Firstly, on desire… As a woman, you are the object of desire; and yet of course, you too have your desires. Thus you are both the object and the subject in the painting. There is certainly a dichotomy here, based on gender perception. In 1989, Gogi Saroj Pal embarked on a new series of paintings, of mythic fantasies about women. Her first image is of Kamadhenu, the legendary wish-fulfilling cow invoked to fulfil all dreams and desires. That role of being gifted and giving happens to be assigned to women, and Kamadhenu becomes a symbol most apt. Saroj Pal, being an artist and a woman, observes with wry humour: "People say of Kamadhenu, she is so good — she can fulfil all your desires! It is interesting that no one has ever asked about what Kamadhenu herself may desire — if she desired… How can her own wishes be fulfilled?"

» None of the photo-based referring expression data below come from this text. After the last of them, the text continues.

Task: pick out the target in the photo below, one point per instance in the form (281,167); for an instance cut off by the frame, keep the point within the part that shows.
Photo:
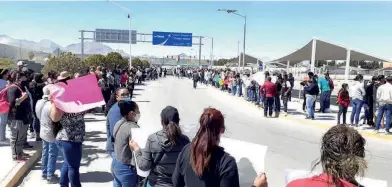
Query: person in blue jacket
(113,115)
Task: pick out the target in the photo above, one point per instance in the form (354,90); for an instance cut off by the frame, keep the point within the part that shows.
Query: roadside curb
(326,126)
(19,173)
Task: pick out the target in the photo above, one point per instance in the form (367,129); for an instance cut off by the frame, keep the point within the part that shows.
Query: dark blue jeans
(357,106)
(72,152)
(277,103)
(325,100)
(268,104)
(124,175)
(387,110)
(342,111)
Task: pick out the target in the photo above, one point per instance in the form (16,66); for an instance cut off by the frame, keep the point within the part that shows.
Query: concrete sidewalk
(12,171)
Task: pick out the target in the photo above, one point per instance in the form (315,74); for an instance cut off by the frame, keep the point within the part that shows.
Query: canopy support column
(288,66)
(313,60)
(347,69)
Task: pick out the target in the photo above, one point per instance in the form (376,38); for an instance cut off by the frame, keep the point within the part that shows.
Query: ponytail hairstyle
(112,100)
(170,120)
(206,140)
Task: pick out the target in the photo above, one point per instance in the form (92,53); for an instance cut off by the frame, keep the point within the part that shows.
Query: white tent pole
(347,69)
(288,66)
(313,61)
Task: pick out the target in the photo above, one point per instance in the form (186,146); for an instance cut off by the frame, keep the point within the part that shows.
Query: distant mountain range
(48,46)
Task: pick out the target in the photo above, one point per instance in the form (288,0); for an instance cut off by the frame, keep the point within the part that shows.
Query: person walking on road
(270,91)
(18,106)
(195,78)
(69,139)
(342,159)
(311,90)
(384,99)
(286,92)
(49,147)
(343,100)
(357,93)
(325,93)
(4,74)
(204,163)
(162,149)
(124,164)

Half woman and half cow, this delicious combination of a milky creature is shorn of all clothing — accentuating her sexuality. Yet because her hands and feet are painted red with the cosmetic of alta, she acquires the allure of a woman ready to seduce the viewer. This image and others such as Saroj Pal's series on Kinnari, the mythical bird-woman, form part of a new vocabulary of eroticism. These brazen creatures are both women and beasts, in a constant state of metamorphosis between being civilised and savage, demure and defiant — subverting the original intent of he who desires and she who is desirable.